Tuesday, October 6, 2009

Some promises and some pretension

Okay. I need to be back. I need to really do this, commit to keeping up with my blog. Even if I don’t hit the deadlines I set for myself, even if I don’t get a job, no matter what, I need to start doing this again and I will. I am back, back to daily updates, back to thinking seriously and doing something theatre related five days a week. If on any day I fail to do something theatre related I will at least write about something theatre-y that’s on my mind. Even if it’s about how I feel about the format of published plays, musings on how many layers of black paint are on the average stage, the difference between “theatre” and “theater” or something else equally inane, I will post.

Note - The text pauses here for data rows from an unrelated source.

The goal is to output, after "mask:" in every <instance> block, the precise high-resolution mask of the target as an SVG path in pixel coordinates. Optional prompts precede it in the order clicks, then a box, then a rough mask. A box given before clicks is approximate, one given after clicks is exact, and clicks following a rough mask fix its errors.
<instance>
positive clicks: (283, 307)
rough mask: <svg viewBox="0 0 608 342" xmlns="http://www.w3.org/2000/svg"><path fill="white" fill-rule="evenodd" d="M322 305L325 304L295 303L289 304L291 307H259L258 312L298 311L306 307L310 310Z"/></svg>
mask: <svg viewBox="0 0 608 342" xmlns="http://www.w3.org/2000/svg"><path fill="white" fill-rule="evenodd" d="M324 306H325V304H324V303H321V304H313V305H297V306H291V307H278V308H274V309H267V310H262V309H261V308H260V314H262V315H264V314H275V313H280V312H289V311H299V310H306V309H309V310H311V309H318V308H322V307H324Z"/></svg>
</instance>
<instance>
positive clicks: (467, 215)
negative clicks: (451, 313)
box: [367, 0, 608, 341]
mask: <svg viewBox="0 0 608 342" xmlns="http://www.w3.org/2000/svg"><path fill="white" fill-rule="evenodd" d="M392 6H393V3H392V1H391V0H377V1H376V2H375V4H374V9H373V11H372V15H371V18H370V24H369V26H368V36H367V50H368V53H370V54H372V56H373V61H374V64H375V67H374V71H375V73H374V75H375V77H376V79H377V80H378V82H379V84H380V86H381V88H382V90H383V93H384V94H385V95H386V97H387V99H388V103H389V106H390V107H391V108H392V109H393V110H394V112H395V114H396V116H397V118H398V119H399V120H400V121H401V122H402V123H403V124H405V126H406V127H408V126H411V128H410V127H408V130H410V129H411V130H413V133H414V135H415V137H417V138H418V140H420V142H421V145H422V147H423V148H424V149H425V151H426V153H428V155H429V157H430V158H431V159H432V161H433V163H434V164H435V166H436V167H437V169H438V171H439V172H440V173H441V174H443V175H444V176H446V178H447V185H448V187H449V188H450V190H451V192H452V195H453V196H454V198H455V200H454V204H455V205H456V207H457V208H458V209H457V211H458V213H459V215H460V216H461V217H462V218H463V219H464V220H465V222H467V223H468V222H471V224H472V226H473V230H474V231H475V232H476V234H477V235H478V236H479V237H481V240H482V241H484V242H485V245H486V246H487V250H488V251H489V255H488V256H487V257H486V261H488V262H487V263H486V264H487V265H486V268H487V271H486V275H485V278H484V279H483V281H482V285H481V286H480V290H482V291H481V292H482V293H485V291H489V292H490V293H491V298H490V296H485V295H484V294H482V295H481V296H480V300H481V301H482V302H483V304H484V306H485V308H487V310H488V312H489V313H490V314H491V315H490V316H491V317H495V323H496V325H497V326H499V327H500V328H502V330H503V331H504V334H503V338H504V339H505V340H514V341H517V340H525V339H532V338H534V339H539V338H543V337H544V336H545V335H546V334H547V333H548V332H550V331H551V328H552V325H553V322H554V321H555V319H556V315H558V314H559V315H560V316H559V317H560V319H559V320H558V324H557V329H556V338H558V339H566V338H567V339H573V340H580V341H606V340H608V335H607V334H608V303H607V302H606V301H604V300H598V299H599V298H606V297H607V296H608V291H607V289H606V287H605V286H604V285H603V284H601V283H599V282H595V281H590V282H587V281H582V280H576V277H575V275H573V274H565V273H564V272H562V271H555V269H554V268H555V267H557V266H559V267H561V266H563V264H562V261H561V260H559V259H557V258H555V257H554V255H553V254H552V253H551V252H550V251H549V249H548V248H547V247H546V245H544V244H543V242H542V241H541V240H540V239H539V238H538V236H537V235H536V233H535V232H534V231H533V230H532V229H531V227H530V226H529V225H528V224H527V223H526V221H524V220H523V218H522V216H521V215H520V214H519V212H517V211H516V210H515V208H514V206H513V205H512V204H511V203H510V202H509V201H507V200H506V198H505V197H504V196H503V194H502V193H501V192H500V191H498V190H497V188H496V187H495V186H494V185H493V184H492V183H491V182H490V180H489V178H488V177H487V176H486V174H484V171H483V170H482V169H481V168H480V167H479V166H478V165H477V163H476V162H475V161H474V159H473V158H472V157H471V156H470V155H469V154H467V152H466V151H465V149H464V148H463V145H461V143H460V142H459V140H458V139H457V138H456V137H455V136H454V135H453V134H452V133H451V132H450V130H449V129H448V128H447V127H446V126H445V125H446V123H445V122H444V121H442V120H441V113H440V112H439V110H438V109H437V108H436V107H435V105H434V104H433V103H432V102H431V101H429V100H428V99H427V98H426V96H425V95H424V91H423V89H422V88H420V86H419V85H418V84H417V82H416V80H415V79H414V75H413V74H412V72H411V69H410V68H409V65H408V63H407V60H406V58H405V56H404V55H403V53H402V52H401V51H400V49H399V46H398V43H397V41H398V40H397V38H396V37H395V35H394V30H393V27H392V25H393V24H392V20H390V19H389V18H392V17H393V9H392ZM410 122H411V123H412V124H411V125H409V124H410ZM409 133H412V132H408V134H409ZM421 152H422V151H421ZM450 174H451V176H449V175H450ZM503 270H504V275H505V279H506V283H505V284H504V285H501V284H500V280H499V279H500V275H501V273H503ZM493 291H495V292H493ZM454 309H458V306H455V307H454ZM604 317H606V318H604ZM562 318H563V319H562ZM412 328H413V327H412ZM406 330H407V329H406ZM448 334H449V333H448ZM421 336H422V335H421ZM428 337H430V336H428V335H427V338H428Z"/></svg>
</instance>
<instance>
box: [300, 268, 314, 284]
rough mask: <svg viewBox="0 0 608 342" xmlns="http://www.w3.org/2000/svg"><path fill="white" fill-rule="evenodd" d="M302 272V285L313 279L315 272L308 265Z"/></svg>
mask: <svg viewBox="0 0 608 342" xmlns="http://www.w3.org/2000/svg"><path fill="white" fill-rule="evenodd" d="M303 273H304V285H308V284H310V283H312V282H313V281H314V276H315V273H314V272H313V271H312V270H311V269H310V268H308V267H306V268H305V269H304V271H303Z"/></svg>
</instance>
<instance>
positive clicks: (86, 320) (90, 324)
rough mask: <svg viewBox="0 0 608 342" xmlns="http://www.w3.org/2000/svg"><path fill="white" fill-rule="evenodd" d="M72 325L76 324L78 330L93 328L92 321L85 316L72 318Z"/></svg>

On that note, here’s something:
While I was on the train to return books to the library I read Beckett’s Happy Days. I read half of it really, then I sat in Bryant Park and read the other half. I hadn’t been reading my Beckett because it’s not easy, he gives you so much, such precise language, grammar, stage directions but really it’s nothing at all. I mean it’s amazing, but without information it can be hard to get a grip on something. Beckett is a master of essence (at least that’s what Albee said in his intro), he’s a master of making you feel something, or love, or hate, or pity a character without you ever knowing why. He makes you feel like you know a person without biography or history, without names really, he seems to posit that you can learn more about a person from hearing them describe a particularly good ham sandwich than you can from hearing them describe their father’s death, and it seems like he’s right. I can’t tell you what was beautiful about Happy Days but I know it was there, I know that play had something in it. I returned my copy of Beckett’s plays to the library, its better that way, it’s better for me to read them one at a time, not to be able to go back, not to be able to try to decode them. Meanwhile a copy of Waiting for Godot and a copy of Krapp’s Last Tape burn a hole in my bookshelf and become less magical every time I read them. It’s better for their lightness to be preserved and for me to remember that knowing everything is the worst way to understand something.